On Tuesday it is 25 years since the start of the Premier League. To mark the occasion, there will be two special Rewinds on the BBC website and the Red Button (UK only).
At 14:55 BST watch the full match between Sheffield United and Manchester United - plus there will be a live text commentary with clips of numerous goals from the opening afternoon.
And at 22:00 BST on the Red Button and website you can relive the first Match of the Day of the Premier League era, with presenter Des Lynam joined by guests Alan Hansen and Gary Lineker.
When the Premier League began, it was the launch of something new and none of us knew at the time it was going to be as big as it has become.
I was not a regular pundit on Match of the Day until 1994, but I did that first Premier League show in 1992 as a one-off.
I was still a player but it was during a gap I had after leaving Tottenham to join Japanese side Grampus Eight because the J-League did not start until September.
Even then, I always knew I wanted to present and I never really saw myself as a pundit because, in terms of analysis, I only really knew about strikers - and that was what I talked about.
On that first show, I gave my opinion on a certain Alan Shearer, who had scored twice on his Blackburn debut.
What has changed? The end of the goals round-up...
As you will see, Match of the Day in 1992 was a very different programme to the one it is now - we only showed highlights of one or two matches, and just the goals from the rest.
I got the presenter's job when Des Lynam left for ITV in 1999 and, when the BBC got the rights back in 2004, I thought it would make a real difference if we could show highlights of all the games.
It really worked and what happened then was people stopped complaining about their teams never being one of the main match edits - and started complaining about where they were in the running order.
Subsequently, that has become a bit of a battle, but most people agree with it most of the time - unless it is their team that are not on early enough.
In all the years of criticism on social media about the running order, I have never had anyone complaining about the treatment of a team different to the one that they support - and you get it about all of them!
The discussion about it on Twitter has actually become quite fun in many ways, though. It is just part of the show now and another way it has evolved.
Getting the balance right
What has not changed since 1992 is what makes the show so special: the mix of audience that we get on a Saturday night.
We have to be very mindful of that. Sometimes the absolute football anoraks will want more analysis but the people that just get their little football fix from Match of the Day want the action - so you have got to strike a balance somewhere in the middle.
Over the years, I think we have found the balance that placates most people, which ultimately is what you want. The audience figures reflect the fact we have got it about right.
Almost five million people watched the first Match of the Day of the season on Saturday night, which is an astoundingly high figure, despite it starting later than scheduled.

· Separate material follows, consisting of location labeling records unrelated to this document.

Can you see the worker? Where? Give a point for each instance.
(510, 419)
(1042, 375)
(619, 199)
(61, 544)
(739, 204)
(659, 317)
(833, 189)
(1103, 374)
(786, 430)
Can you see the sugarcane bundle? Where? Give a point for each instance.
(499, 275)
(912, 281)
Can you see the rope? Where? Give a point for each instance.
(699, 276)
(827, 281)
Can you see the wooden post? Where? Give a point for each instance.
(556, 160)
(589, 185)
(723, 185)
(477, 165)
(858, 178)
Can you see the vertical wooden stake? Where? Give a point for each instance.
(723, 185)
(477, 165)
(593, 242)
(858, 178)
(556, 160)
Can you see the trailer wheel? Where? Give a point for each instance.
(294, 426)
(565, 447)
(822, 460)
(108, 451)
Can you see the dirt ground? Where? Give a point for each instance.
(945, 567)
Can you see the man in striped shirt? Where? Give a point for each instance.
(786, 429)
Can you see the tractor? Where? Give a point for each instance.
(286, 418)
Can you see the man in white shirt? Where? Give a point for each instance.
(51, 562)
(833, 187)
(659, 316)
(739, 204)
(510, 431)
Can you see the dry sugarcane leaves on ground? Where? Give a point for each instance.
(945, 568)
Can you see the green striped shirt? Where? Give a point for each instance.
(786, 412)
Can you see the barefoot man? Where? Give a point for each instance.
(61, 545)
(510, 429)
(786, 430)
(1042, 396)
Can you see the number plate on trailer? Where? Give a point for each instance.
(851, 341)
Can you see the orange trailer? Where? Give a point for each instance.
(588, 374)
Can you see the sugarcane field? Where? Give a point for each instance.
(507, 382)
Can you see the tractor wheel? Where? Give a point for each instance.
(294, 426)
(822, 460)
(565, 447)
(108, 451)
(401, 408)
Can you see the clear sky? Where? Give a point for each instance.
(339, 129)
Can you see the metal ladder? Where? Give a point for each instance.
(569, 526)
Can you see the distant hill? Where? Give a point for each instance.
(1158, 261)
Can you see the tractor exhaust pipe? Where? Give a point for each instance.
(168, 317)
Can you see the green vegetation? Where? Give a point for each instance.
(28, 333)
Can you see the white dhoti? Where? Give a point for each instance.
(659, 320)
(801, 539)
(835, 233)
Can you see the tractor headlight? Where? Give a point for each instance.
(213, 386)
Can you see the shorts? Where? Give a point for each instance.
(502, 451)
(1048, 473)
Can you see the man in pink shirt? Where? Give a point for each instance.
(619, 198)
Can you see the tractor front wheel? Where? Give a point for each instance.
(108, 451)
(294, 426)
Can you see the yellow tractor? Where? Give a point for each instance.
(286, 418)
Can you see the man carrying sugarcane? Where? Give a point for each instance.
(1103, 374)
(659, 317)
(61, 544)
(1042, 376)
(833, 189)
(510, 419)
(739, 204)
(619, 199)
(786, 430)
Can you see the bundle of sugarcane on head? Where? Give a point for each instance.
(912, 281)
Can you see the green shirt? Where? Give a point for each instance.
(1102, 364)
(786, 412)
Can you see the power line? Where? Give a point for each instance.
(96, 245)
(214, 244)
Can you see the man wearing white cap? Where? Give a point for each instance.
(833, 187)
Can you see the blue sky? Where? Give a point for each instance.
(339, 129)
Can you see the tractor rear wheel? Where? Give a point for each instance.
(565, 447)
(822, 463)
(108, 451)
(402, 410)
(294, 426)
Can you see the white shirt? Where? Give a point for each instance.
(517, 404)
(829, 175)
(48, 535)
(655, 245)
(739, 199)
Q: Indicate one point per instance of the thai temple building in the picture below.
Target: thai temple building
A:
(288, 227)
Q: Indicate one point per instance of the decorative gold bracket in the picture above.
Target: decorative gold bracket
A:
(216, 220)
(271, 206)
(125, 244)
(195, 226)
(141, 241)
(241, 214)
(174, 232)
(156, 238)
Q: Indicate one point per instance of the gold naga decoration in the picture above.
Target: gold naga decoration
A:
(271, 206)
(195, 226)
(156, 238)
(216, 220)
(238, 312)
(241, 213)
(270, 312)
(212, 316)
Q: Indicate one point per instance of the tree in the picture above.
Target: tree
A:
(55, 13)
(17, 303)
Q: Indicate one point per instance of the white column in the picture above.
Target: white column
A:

It is clearly still very much part of the staple diet of football fans in this country, despite how much the Premier League has changed in the past 25 years, along with the way people watch their football.
Looking forward - an important role to play
In many ways Match of the Day is remarkable. It bucks the trends for all other sports shows because, these days, where everyone has the information at their fingertips, highlights shows generally do not really work.
For some reason, even in this modern era, Match of the Day still does.
It is a good watch and don't forget it is an important aspect of the Premier League that it has something on terrestrial television.
Half the country do not have Sky or BT so Match of the Day gives them their weekly fix of football. I think it is important for the Premier League that everyone can watch it - and I think they understand that too.
Gary Lineker was speaking to BBC Sport's Chris Bevan.